The album also included a cover of the Holland–Dozier–Holland song "Heat Wave" and ends with a musical suite titled "A Quick One, While He's Away", which served as an inspiration for later rock operas that the Who would become known for.
"Heat Wave", the only cover track and the only nod to the group's soul influences on the album, was originally written by Tamla's Holland–Dozier–Holland team and performed by Martha and the Vandellas.
In order to achieve a deadened tom-tom sound like that of Crickets drummer Jerry Allison's distinctive paradiddles on "Peggy Sue", towels were placed on Moon's drum kit.

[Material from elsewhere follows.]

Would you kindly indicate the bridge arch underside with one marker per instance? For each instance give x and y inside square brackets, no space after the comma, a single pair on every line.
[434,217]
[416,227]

"A Quick One, While He's Away" is a nine-minute suite of song snippets telling a story of infidelity and reconciliation, the first foray into an extended form that led to the rock operas Tommy (1969) and Quadrophenia (1973).
The cover was designed by the pop art exponent Alan Aldridge,[7] with the front cover depicting the band playing their instruments, as the titles of some songs from the album come out of the instruments in the form of onomatopoeiae: "Cobwebs and Strange" for Moon (top left), "Whiskey Man" for Entwistle (bottom left), "See My Way" for Daltrey (top right), and "A Quick One, While He's Away" for Townshend (bottom right).
The back cover of the UK release is black, with the title and track listing across the top, and a colour head-shot photograph of each band member with the letters of "The W H O" superimposed individually over their faces.
[8] The back cover of the US release is a black-and-white photo montage of the band members accompanied by a short personality sketch of each (notorious among Who fans for Keith Moon's humorous assertion that he was keen on "breeding chickens").
A track listing, a couple of paragraphs touting the band, an advertisement for their debut studio album, and a technical blurb are also crowded onto the back cover of the US release.